Creating a Culture of Compliance
In a study by Kessler, et. al, it found that over the course of a healthcare worker’s career, 33 percent of workers experienced an occupational exposure and did not report the incident.(5) This could be due partly to the prominence of the risks of sharps and mucocutaneous exposures, which could lead desensitization from healthcare workers.

Therefore, even after incorporating new controls and providing proper PPE, exposures may still continue if healthcare workers do not follow guidelines and standards. Discovering non-compliance and the reasons for it is a difficult task as underreporting of blood and body fluids exposures likely occur, as noted in Kessler’s survey of healthcare students and trainees.

In addition, a study led by Harris and Nicolai, examined knowledge and compliance with universal precautions among emergency medical service providers demonstrated varying degrees of compliance.
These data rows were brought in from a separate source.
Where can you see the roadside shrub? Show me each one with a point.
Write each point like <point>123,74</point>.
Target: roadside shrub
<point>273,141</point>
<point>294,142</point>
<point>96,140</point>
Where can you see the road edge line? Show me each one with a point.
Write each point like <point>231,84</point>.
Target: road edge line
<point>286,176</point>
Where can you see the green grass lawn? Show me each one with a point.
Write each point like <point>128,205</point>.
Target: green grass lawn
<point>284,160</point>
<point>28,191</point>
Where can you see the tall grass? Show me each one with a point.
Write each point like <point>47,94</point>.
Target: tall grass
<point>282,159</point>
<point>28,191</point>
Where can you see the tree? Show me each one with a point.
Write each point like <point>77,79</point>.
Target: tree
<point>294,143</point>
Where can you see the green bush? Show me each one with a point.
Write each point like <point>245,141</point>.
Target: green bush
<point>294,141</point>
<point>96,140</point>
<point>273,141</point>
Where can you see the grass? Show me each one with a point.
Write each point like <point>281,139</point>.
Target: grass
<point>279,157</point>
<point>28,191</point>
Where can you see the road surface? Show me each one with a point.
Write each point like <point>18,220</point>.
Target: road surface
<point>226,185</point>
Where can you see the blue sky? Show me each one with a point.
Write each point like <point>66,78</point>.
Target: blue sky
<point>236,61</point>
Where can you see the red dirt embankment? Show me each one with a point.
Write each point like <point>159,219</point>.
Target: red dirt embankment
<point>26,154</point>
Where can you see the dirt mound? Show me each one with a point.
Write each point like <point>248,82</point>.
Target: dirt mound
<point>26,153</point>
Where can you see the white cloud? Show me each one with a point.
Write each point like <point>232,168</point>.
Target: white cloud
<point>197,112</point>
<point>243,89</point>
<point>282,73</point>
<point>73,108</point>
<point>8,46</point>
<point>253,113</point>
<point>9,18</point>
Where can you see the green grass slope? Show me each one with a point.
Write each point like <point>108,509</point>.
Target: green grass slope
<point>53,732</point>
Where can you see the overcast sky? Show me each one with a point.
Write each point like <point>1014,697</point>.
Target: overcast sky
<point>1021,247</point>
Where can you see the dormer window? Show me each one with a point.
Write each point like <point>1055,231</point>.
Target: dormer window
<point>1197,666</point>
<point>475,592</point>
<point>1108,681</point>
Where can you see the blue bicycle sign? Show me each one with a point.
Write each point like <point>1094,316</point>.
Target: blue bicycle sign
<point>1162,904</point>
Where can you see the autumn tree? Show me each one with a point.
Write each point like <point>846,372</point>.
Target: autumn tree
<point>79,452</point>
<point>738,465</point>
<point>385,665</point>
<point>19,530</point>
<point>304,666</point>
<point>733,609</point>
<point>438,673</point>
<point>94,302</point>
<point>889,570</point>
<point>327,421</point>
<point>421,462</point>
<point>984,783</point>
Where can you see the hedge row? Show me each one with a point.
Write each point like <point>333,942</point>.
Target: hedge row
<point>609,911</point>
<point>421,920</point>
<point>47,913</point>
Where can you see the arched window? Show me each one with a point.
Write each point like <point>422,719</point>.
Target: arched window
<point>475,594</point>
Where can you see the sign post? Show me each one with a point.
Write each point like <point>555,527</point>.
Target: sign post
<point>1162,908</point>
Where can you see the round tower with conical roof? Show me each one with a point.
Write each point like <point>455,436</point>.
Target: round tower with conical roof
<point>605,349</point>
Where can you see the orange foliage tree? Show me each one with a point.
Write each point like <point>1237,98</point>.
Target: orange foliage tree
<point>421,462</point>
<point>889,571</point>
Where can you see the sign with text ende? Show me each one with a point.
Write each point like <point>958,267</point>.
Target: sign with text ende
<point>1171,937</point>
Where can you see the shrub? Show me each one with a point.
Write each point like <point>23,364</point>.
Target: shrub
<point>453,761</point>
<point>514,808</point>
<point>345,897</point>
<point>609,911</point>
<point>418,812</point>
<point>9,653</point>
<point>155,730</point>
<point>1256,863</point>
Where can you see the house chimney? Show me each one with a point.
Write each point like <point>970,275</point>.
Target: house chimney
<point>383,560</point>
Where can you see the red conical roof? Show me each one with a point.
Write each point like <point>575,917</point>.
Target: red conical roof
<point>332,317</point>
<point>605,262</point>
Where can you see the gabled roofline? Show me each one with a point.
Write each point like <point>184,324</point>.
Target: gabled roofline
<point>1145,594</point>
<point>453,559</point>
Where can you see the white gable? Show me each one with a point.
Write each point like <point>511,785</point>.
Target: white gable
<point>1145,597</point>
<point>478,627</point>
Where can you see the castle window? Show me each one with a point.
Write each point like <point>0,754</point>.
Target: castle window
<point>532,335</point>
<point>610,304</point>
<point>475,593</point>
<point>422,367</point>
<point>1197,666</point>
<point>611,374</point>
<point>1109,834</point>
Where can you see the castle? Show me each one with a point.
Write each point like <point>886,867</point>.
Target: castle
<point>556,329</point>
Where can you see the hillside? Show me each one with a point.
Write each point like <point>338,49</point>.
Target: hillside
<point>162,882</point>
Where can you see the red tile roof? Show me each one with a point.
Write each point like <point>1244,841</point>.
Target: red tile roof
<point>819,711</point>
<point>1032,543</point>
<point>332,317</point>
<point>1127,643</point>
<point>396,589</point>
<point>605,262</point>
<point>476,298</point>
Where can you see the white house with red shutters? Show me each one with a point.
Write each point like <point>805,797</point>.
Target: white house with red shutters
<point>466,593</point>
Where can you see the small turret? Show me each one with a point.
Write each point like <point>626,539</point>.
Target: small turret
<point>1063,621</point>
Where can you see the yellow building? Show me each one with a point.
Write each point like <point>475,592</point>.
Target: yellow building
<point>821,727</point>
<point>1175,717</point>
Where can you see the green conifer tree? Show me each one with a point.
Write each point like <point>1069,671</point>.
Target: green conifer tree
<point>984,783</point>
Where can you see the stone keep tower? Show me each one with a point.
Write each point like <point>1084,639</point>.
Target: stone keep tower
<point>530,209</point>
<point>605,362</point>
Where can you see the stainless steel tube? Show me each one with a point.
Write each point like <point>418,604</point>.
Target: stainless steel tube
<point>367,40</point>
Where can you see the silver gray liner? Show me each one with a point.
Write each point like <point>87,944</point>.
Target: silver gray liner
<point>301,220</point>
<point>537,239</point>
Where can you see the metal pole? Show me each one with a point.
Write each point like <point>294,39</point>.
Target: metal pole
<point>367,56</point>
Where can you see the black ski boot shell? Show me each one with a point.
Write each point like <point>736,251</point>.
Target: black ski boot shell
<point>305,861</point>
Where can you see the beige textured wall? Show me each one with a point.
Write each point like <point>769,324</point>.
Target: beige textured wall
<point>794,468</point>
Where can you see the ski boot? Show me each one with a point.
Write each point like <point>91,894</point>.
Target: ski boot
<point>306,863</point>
They found that almost all of the EMS providers reported exposures and expressed concern over the risks.  Yet, many were did not always practice wearing gloves or appropriately disposing of contaminated items – both are activities that could lead to possible mucocutaneuous exposure.(6)

To strengthen compliance, it is essential that hospital staff work together to create a culture of safety. This begins by raising awareness of the occupational risks and the consequences associated with them. A facility can also promote this culture by using best practices, preventative techniques and communication if an exposure does occur.

Healthcare facilities should strive to maintain a safe work environment. This can be first be achieved by implementing an exposure control plan and updating it frequently to modify FOR new tasks and/or procedures that affect occupational exposures. This plan should also be shared and promoted in every department of the facility.

To boost compliance of this plan, facilities should continually explore new ways to improve infection prevention techniques. Through vetting all options, such as new technology, room design and new prevention methods, healthcare facilities can ensure that they are taking all necessary precautions to reduce exposures and improving infection control.

Linda Goss is an infection preventionist consultant for MEIKO USA, a disinfection appliance manufacturer, and a consultant for Safe Patient Surveys. She also is an infectious disease nurse practitioner and an infection preventionist at an acute care hospital in Louisville, Ky. Goss has worked in infection prevention for 15 years and is certified in infection control, occupational health nursing, informatics nursing and as an adult nurse practitioner.  She has published and presented on numerous infection control topics ranging from surveillance to disinfection and sterilization.


1. Doebbeling BN, Vaughn TE, McCoy KD, Beekmann SE, Woolson RF, Ferguson KJ, Torner JC. (2003). Percutaneous injury, blood exposure, and adherence to standard precautions: are hospital-based health care providers still at risk? Clin Infect Dis, 37(8), 1006-13.
2. Saia M, Hoffmann F, Sharman J, Abiteboul D, Campins M, Burkowitz J, Choe Y, and Kavanaugh S Needlestick Injuries: Incidence and Cost in the United States, United Kingdom, Germany, France, Italy, and Spain. Biomedicine International (2010) 1: 41-49.
3. Occupational Safety and Health Administration. Occupational exposure to bloodborne pathogens OSHA: final rule Fed Register 119:56:64004-64182 1910.1030(c)(1)(ii) retrieved December 12th 2014
4. Weber D, Rutala W, and Schaffner W Lessons learned: Protection of healthcare workers from infectious diseases risks Critical Care Medicine 2010 Vol. 38. No. 8.
5. Kessler, C, McGuinn, M Spec, A Christensen, J Baragi, R and Hershow, R Underreporting of blood and body fluid exposures among health care students and trainees in the acute care setting: a 2007 survey American Journal of Infection Control March 2011 Vol. 39 No. 2 pages 129-133.
6. Harris, S Nicolai, L Occupational exposures in emergency medical service providers and knowledge of and compliance with universal precautions American Journal of Infection Control March 2010 Vol 38 No.2 pages 86-92.